Um ihr Gesetz durchs Parlament zu bringen, ist sie auf die Stimmen der Konservativen angewiesen, weshalb Innenminister Darmanin gerade ihnen am Freitag nochmal den roten Teppich ausrollte und Zugeständnisse machte: "Ich bitte die Républicains, das politische Klein-Klein zu überwinden und im Sinne des allgemeinen Interesses zu handeln", so Darmanin. "Ich bin bereit, über ihre Forderung zu reden, das Delikt eines 'illegalen Aufenthalts' wieder einzuführen."
Für viele ist die Debatte eine Art Crashtest für Innenminister Darmanin.
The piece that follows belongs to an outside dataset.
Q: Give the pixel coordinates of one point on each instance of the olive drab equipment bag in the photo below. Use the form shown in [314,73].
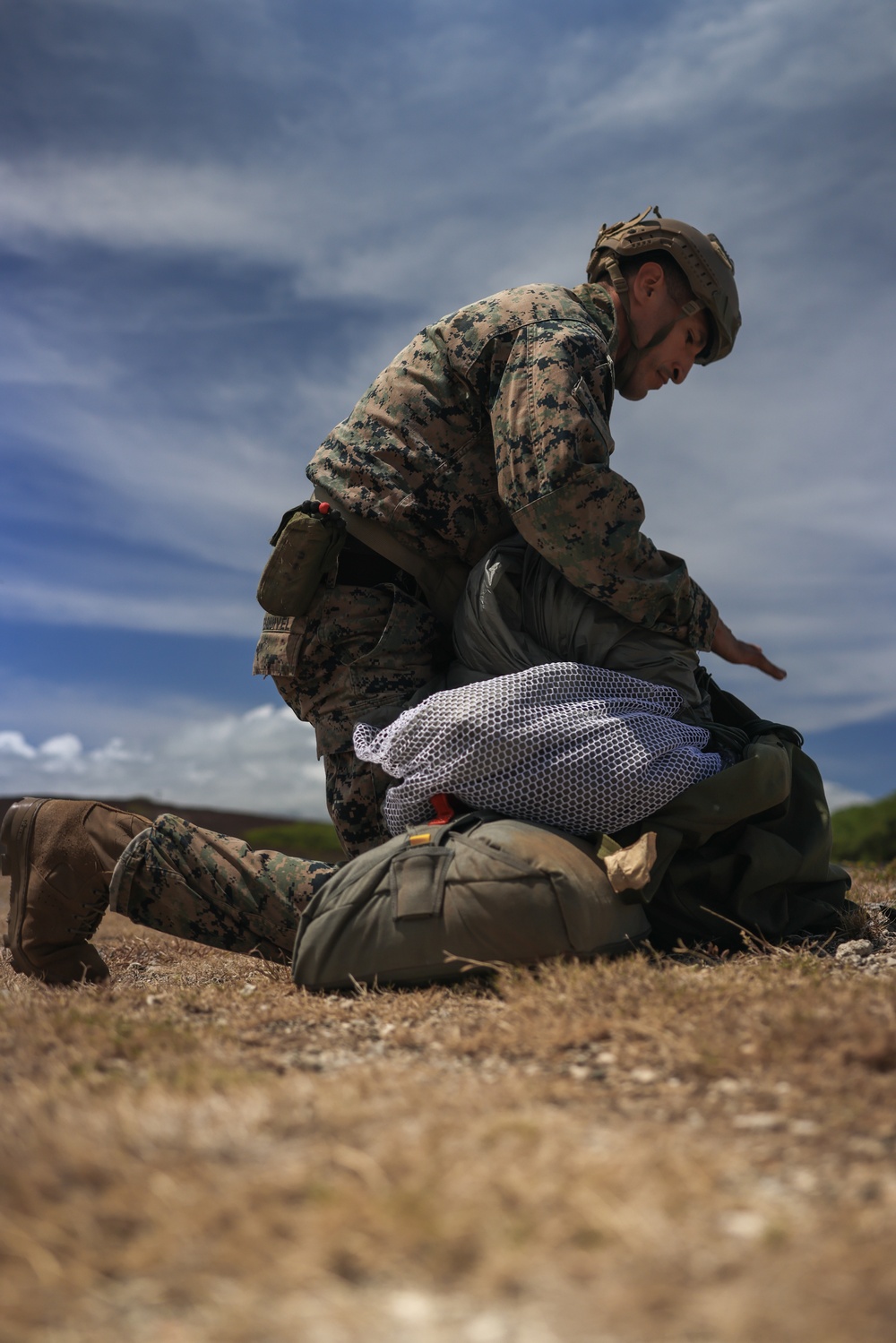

Dabei könnte der erste Crash schon kommen, bevor die Diskussion überhaupt losgeht: Die Oppositionspartei Les Écologistes hat einen Antrag gestellt, um das Gesetz schon vor den Beratungen abzulehnen. Die Républicains und auch der extrem rechte Rassemblement National lassen bisher offen, ob sie diesem Antrag zustimmen und erhöhen den Druck auf den Minister. Darmanin und die Regierung stehen mit dem Rücken zur Wand - und schon vor Beginn der Debatte scheint der Ton gesetzt.